I want to query a database
using a character vector query_list
, and return a dataframe query_output
. In this two-column output dataframe, each row corresponds to a single string from the query vector. First of the two columns in the output dataframe (called term
) names this string, and the second column (called enzyme
) lists all rows of the database
in which the query string was found, defined by the column enzyme
from the database).
My query and database look as follows:
query_list <- c("term(A)", "term(B)", "term(C)", "term(D15)")
database <- data.frame(enzyme = c("A1", "B1", "C1", "D1", "E1")
,term = c("term(A);term(K);term(Y);term(G);term(F);"
,"term(A);term(K);term(Y);term(G);term(F);"
,"term(H);term(K);term(Y);term(C);term(F);"

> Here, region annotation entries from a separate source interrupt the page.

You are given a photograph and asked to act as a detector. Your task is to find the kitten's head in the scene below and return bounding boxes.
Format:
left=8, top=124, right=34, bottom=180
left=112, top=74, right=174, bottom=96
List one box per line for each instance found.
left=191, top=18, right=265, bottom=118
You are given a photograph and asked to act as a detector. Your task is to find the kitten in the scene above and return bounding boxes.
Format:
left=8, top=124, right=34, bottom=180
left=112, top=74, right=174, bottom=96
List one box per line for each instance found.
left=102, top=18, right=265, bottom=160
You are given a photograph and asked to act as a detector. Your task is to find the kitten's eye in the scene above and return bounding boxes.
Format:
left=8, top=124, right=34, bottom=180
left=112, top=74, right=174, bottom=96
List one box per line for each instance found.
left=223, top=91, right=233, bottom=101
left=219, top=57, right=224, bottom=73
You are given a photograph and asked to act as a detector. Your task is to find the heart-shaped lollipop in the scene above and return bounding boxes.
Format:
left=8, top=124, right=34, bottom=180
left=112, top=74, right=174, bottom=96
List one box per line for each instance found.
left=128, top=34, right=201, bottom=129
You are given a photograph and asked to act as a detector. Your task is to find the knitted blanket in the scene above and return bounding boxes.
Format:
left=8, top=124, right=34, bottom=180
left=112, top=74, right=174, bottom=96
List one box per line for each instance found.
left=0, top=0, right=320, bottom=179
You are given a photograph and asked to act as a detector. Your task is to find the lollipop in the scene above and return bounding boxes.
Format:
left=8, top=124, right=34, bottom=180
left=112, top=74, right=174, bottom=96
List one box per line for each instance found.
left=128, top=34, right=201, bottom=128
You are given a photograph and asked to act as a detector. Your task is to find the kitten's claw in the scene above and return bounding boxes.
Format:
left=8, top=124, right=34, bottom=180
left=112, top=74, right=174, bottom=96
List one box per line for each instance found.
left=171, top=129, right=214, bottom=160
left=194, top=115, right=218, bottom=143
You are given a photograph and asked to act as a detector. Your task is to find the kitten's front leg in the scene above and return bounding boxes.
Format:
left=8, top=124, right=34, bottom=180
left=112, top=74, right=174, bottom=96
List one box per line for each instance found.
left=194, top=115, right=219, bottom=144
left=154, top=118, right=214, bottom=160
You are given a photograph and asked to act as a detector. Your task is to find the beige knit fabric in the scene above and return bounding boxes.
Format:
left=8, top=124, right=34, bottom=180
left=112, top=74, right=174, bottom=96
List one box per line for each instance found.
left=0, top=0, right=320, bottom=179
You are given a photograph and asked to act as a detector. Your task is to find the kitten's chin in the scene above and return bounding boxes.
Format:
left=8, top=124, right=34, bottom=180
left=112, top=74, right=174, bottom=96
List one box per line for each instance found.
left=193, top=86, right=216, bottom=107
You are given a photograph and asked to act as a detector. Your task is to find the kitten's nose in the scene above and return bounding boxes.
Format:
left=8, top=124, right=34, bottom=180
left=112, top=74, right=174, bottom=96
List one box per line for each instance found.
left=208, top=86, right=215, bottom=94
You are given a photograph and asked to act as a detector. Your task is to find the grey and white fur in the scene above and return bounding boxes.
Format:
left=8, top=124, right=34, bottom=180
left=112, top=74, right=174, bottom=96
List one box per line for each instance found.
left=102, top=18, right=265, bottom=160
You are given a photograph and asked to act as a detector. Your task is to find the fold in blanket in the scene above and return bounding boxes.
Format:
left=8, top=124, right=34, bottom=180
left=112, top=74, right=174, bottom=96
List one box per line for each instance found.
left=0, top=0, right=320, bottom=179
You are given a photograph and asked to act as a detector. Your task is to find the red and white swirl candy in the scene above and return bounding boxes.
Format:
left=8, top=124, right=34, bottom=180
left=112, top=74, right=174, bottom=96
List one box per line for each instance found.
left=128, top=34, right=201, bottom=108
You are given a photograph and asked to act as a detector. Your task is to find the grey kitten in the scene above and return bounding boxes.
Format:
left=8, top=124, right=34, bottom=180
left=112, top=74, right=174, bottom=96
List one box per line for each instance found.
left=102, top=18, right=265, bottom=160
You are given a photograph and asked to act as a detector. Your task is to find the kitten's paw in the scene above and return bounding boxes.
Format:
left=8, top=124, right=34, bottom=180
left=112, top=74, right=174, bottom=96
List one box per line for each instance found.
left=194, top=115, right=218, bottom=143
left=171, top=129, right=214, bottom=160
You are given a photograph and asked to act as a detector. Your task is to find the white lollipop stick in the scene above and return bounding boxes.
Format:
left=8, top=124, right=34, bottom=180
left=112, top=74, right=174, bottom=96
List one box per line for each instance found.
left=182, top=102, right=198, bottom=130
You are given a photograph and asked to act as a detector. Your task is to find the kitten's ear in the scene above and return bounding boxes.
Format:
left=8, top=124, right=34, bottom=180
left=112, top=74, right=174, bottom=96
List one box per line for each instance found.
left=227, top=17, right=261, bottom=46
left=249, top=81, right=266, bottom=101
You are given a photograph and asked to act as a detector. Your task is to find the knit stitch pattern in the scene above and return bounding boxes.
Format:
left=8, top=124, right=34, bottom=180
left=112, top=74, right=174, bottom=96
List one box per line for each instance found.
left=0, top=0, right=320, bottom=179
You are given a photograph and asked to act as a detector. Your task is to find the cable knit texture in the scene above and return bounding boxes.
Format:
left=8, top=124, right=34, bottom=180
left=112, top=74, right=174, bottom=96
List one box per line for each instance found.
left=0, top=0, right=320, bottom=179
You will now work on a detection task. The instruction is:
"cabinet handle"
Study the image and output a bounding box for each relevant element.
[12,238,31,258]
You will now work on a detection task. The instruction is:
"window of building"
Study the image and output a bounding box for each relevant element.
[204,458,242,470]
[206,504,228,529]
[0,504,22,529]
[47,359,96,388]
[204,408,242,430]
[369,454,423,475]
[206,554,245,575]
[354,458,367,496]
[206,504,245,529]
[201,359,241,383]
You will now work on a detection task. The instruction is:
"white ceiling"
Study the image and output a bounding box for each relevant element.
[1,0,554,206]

,"term(H);term(B);term(Y);term(C);term(F);"
,"term(H);term(K);term(D15);term(G);term(F);"))
the database looks like this:
enzyme term
1 A1 term(A);term(K);term(Y);term(G);term(F);
2 B1 term(A);term(K);term(Y);term(G);term(F);
3 C1 term(H);term(K);term(Y);term(C);term(F);
4 D1 term(H);term(B);term(Y);term(C);term(F);
5 E1 term(H);term(K);term(D15);term(G);term(F);
The resulting dataframe query_output
:
> query_output
term enzyme
1 term(A) A1, B1
2 term(B) D1
3 term(C) C1, D1
4 term(D15) E1
Optimally, the solution would be pipeable, and not a loop (although anything will be appreciated). I don't say what I have tried because I don't really know how to go about it in a concise way.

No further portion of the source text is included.